These synthetic datasets have similar characteristics and structure to real-world data without disclosing sensitive or private information about individuals.
“The idea is to create a fictional version of a real dataset that can be used safely for a variety of purposes including safeguarding confidential data, reducing bias and also improving machine learning models,” he said.
Programmatic synthetic data helps developers in many ways. A few examples include helping them protect sensitive data, comply with data protection regulations like GDPR and HIPAA, increase data availability between teams, create more data to train, test and validate machine learning models and address data imbalance issues by creating more records for underrepresented groups or classes.
Betterdata’s funding will be used on its product launch and to enhance its programmable synthetic data tech stack, including support for single-table, multi-table and time-series datasets. These are different variations of tabular datasets and Yee explains that the main differences are their structures and the problems thy are created to address.

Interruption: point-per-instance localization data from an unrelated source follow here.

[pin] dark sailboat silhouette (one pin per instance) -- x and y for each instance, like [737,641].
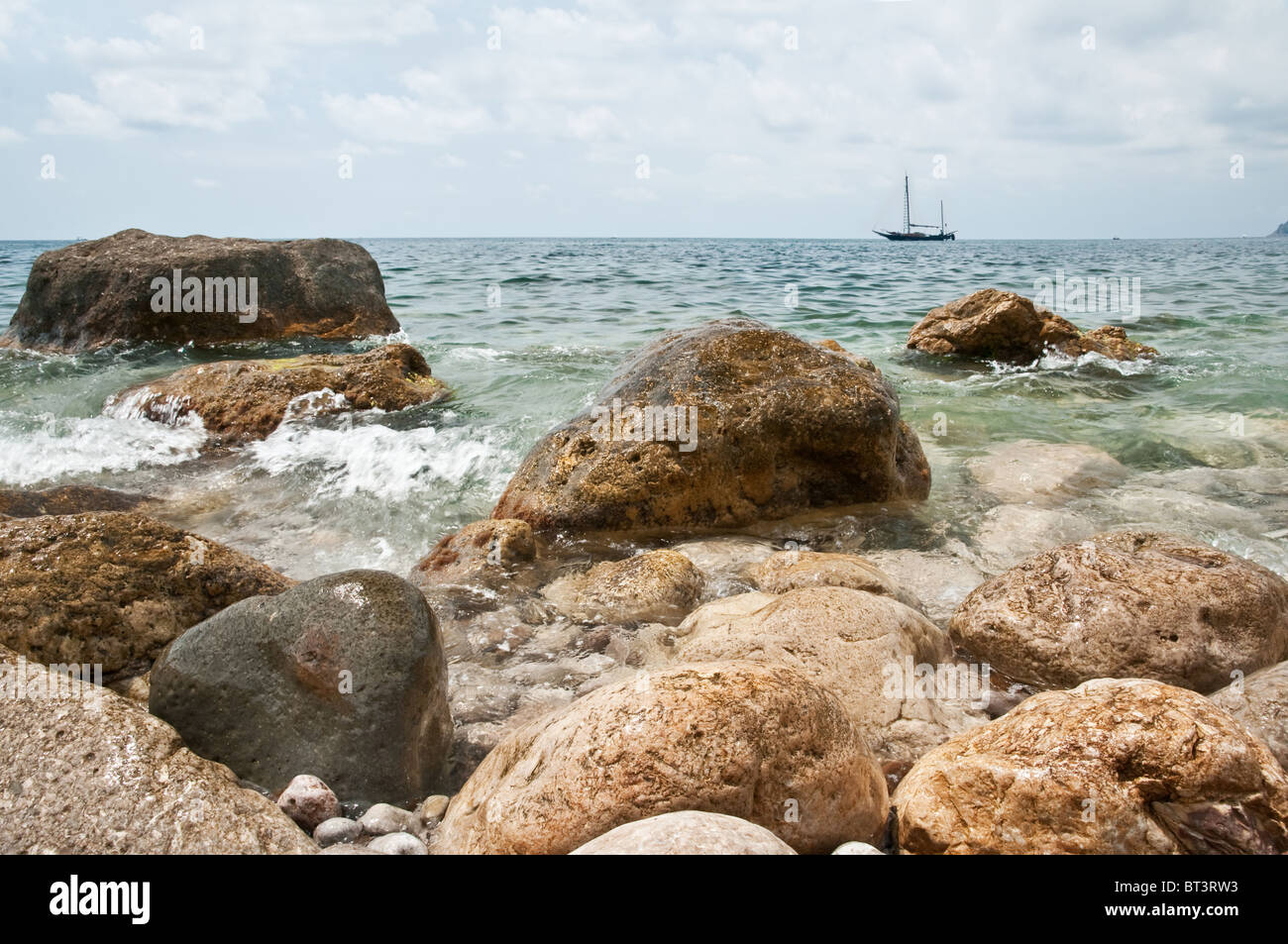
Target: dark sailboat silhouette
[910,233]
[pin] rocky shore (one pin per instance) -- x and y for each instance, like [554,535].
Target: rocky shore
[653,646]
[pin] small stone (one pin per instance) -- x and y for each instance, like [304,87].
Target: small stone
[398,844]
[382,819]
[308,801]
[857,849]
[336,829]
[433,809]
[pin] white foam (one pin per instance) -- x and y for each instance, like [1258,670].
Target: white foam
[46,449]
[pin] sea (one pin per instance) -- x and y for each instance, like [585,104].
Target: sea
[527,330]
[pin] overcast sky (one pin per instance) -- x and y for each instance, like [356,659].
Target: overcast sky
[603,117]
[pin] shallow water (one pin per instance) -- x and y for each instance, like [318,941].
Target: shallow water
[1203,430]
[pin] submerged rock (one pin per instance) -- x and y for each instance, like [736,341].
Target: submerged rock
[1127,604]
[1260,703]
[1113,767]
[1043,472]
[1004,326]
[754,741]
[772,425]
[795,570]
[114,587]
[855,644]
[90,294]
[65,500]
[240,400]
[343,675]
[85,772]
[655,586]
[688,832]
[308,801]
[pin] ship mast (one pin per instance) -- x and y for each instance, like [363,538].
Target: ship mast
[907,219]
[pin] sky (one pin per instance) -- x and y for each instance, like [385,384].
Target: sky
[601,117]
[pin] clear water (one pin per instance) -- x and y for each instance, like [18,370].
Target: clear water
[1205,429]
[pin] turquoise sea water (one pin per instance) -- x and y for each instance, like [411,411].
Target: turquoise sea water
[1203,429]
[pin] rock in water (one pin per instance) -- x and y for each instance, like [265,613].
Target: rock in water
[308,801]
[65,500]
[754,741]
[90,294]
[1260,703]
[655,586]
[743,423]
[86,773]
[343,675]
[240,400]
[114,587]
[1004,326]
[1127,604]
[1113,767]
[688,832]
[862,647]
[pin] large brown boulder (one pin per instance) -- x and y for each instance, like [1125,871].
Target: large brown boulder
[655,586]
[1004,326]
[114,587]
[1127,604]
[758,742]
[773,426]
[85,772]
[863,648]
[240,400]
[1260,703]
[1116,765]
[98,292]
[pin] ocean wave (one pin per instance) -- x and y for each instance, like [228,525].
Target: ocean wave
[44,449]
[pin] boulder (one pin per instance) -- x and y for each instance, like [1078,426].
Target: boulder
[861,647]
[1127,604]
[1004,326]
[480,554]
[653,586]
[1043,472]
[795,570]
[1112,767]
[760,742]
[343,675]
[65,500]
[688,832]
[241,400]
[103,291]
[114,587]
[84,772]
[1260,703]
[772,426]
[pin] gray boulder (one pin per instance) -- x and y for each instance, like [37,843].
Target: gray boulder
[343,675]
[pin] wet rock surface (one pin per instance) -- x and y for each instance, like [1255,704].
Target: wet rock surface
[97,292]
[343,675]
[1112,767]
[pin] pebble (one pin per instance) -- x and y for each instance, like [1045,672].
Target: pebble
[433,809]
[382,819]
[308,801]
[857,849]
[398,844]
[336,829]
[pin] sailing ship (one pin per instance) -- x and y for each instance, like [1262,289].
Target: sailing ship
[910,232]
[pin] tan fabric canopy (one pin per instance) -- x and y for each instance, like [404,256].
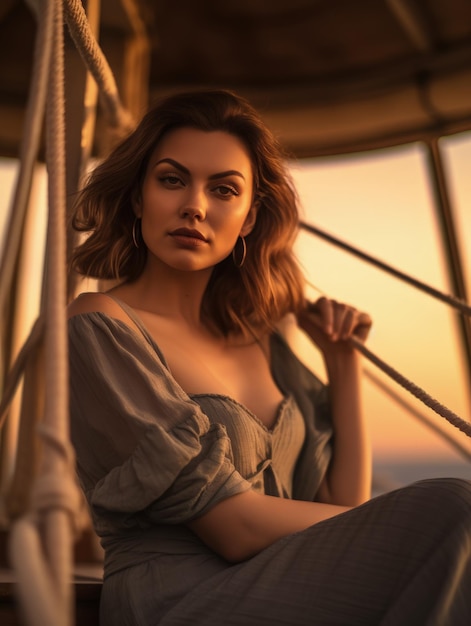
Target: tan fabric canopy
[331,76]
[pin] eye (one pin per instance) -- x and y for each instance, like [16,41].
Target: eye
[226,191]
[171,180]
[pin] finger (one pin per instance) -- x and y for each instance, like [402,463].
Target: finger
[325,312]
[341,319]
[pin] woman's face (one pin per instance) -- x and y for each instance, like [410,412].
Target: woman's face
[196,198]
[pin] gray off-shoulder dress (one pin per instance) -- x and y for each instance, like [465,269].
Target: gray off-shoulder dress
[150,457]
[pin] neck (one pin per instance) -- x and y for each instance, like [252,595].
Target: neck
[170,293]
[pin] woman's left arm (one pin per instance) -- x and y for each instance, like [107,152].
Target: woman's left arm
[330,325]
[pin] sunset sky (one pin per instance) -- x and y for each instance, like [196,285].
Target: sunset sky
[380,202]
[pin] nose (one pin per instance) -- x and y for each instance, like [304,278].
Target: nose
[194,205]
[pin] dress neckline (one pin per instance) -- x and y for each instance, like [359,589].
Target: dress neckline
[154,345]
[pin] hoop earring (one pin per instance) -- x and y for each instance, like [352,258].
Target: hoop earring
[244,253]
[135,233]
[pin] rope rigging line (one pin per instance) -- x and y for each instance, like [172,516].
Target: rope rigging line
[97,64]
[456,303]
[416,413]
[414,389]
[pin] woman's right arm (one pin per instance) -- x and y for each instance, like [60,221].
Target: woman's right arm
[241,526]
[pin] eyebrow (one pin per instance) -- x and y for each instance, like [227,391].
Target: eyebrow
[186,171]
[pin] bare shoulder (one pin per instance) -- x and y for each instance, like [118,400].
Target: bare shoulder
[97,302]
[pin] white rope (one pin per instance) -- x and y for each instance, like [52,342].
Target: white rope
[98,66]
[43,537]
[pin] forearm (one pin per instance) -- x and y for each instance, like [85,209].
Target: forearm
[243,525]
[348,481]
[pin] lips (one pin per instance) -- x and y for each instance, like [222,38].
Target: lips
[188,232]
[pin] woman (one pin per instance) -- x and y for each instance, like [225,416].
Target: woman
[227,484]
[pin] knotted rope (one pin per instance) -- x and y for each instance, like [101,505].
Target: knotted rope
[40,540]
[98,66]
[414,389]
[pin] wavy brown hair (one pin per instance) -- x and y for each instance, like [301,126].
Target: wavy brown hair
[269,284]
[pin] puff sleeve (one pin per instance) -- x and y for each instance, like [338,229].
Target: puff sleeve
[146,453]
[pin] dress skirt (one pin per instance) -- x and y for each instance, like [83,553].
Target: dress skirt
[401,559]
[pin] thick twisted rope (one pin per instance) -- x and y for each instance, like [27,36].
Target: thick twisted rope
[44,564]
[414,389]
[98,66]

For example, single-table datasets focus on standalone tables, while multi-table datasets are meant to consider relationships between multiple tables, and time-series datasets deal with data collected over time.
Betterdata also plans to hire more people, including sales and marketing employees, and expand beyond Singapore to more of the Asia-Pacific region over the next one to two years.
In a statement about Investible’s investment, principal Khairu Rejal said, “Betterdata solves one of the biggest issues the AI industry is facing today: lack of high-quality data that also meets privacy requirements. Through its powerful platform, Betterdata generates synthetic data that mimics real-world data without compromising quality and privacy, helping businesses meet global compliance and privacy laws at scale.”